Likewise, Cocoa in 10.0 was buggy and incomplete. It took until about 10.4, 10.5 for Cocoa to reach feature parity with Carbon and many Cocoa applications were using Carbon for certain features (in facts, last time I checked, Cocoa menus were implemented in Carbon).



HIView and HIWindow were added, if I recall correctly, because it allowed other toolkits (tk, Qt (who only recently moved off this), etc) to draw the native look “properly”. It was never actually up to date or well documented, and they kept it around just so the OS didn’t look so totally bizarre as you moved through it (like you see on Windows).

Bolting on Retina support to that is such a no-brainer that I hesitate to call it adding features - that was table stakes in making sure the switch to retina didn’t look like total ass.

None of this stuff ever changed how Carbon was deprecated. People just sat around not listening to Apple, and then the last two years the bigger GUI toolkits finally did the work to transition properly.
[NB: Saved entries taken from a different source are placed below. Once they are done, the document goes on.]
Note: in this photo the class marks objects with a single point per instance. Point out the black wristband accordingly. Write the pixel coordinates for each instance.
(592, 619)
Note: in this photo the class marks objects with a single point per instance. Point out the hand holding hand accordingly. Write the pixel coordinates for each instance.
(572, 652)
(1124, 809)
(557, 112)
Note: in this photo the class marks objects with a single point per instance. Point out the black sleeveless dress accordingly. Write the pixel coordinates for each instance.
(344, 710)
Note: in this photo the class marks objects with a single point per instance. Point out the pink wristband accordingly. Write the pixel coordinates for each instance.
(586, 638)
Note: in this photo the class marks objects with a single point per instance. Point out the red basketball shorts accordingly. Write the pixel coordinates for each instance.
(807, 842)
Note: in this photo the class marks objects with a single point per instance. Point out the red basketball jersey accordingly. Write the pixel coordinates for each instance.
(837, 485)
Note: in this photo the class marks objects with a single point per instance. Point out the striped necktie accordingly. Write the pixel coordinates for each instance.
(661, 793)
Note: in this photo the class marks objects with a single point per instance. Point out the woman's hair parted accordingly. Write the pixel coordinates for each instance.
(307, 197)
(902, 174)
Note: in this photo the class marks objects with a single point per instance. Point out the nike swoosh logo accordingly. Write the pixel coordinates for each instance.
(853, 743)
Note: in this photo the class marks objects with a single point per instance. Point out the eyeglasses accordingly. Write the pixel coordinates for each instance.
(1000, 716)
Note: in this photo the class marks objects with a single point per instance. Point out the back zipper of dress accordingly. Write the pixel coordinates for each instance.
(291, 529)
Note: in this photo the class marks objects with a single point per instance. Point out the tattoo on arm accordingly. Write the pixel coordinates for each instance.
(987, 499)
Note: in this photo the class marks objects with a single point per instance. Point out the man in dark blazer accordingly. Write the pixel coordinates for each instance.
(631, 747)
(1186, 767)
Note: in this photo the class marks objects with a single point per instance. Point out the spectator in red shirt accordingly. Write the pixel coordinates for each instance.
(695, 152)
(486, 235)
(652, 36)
HIView was up to date and documented, and there were WWDC sessions teaching developers why they should move to HIView and how to do it. Likewise, Apple provided documentation about how to port your Carbon application to 64 bit Carbon. Maxon reportedly even had a 64bit Carbon version of Cinema 4D ready to ship when Apple suddenly announced that they would abandon 64bit Carbon - telling developers to disregard the 64bit Carbon they were still shipping in betas.
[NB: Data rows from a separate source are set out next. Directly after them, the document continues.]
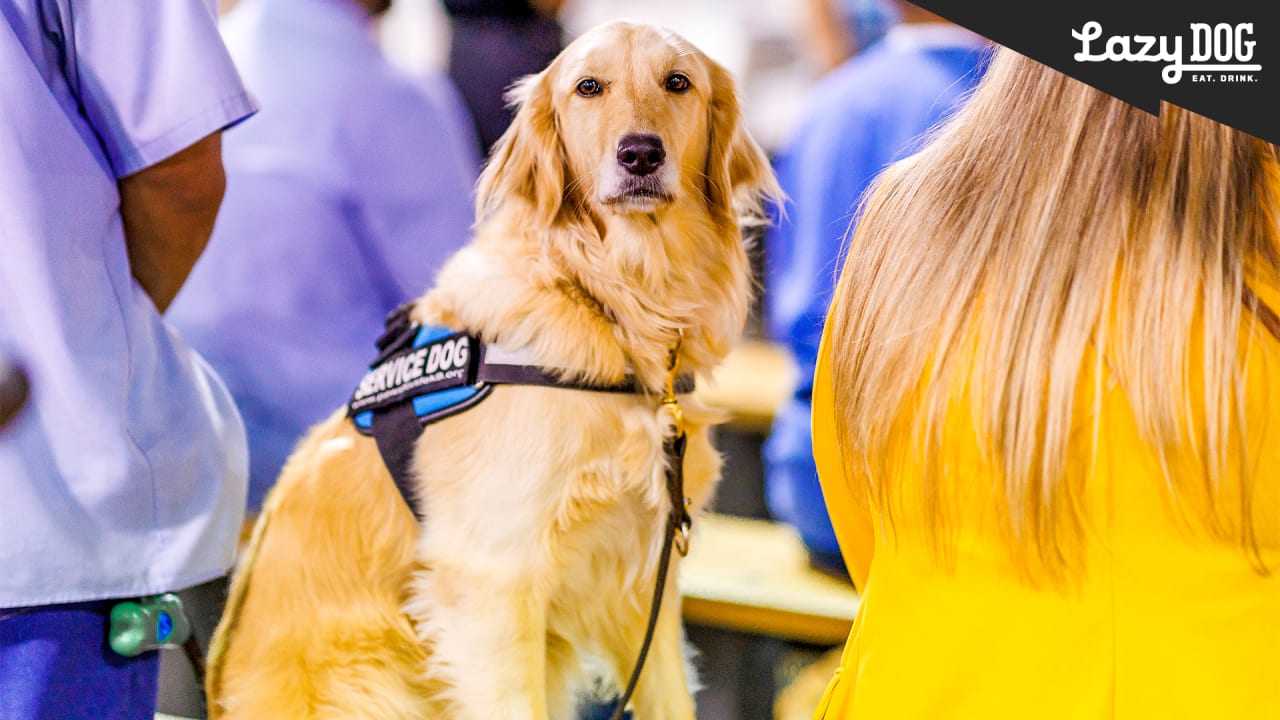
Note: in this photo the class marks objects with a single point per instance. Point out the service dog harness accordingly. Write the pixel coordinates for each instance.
(424, 374)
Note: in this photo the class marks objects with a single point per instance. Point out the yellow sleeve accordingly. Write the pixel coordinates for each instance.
(851, 519)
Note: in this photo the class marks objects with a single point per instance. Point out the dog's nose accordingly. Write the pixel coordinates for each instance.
(640, 154)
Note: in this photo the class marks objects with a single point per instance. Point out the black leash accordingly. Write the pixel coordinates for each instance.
(396, 424)
(679, 522)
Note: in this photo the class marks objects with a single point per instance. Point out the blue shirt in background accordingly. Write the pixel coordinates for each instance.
(126, 474)
(344, 195)
(862, 117)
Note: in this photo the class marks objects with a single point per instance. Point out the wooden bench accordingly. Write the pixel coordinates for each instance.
(754, 577)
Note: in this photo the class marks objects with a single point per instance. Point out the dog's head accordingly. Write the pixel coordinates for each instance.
(629, 119)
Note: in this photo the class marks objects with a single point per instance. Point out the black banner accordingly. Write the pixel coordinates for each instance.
(1219, 58)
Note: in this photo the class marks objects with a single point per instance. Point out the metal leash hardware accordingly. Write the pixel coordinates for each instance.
(673, 450)
(679, 522)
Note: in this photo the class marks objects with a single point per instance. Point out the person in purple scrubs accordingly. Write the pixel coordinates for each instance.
(126, 474)
(344, 195)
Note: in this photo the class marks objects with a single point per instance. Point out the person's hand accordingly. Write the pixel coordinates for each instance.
(13, 390)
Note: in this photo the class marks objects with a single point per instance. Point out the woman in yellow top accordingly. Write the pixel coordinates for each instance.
(1047, 417)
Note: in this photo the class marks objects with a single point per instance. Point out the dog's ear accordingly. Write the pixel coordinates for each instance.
(528, 162)
(739, 174)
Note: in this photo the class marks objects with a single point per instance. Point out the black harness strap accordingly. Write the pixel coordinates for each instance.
(396, 431)
(397, 424)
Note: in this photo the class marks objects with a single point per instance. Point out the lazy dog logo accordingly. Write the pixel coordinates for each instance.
(1219, 53)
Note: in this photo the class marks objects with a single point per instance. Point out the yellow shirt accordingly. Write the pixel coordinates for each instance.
(1157, 625)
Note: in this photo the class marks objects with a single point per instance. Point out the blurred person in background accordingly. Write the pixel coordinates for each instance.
(126, 474)
(344, 196)
(1045, 415)
(494, 42)
(859, 118)
(842, 28)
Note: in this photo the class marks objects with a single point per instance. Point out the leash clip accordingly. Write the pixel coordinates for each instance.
(668, 390)
(681, 538)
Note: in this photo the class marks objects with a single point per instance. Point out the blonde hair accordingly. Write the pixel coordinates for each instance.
(1048, 224)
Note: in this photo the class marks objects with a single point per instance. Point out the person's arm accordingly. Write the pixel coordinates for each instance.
(169, 210)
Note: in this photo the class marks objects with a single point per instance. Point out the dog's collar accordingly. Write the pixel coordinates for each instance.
(425, 373)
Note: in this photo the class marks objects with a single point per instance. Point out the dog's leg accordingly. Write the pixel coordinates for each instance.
(563, 678)
(488, 641)
(662, 692)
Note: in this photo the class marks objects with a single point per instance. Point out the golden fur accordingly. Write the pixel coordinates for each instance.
(544, 506)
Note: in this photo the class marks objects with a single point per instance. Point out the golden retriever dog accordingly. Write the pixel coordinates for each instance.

Yeah, no, this really wasn't the case.

Toolkits that used HIView/HIWindow looked very out of date compared to proper Cocoa implementations (Qt, contrary to popular belief, wasn't really "native" for the longest time since they did this - it's part of why it always looked off).

There are very valid reasons to be frustrated with Apple, but the writing has been on the wall for this stuff for years now. Nobody should be complaining at this point.


Exactly. In the days of WWDC 2003/2004 there were numerous separate Cocoa/Carbon sessions, and the Carbon message was to go fully to HIToolbox and Carbon Events.

Carbon NIBs even existed, although the format (XML) and concept (definitely not “freeze-dried objects”) were totally different from anything Cocoa. Xcode 4 and up couldn’t edit or view Carbon NIBs, which made that tech deprecation pretty clear.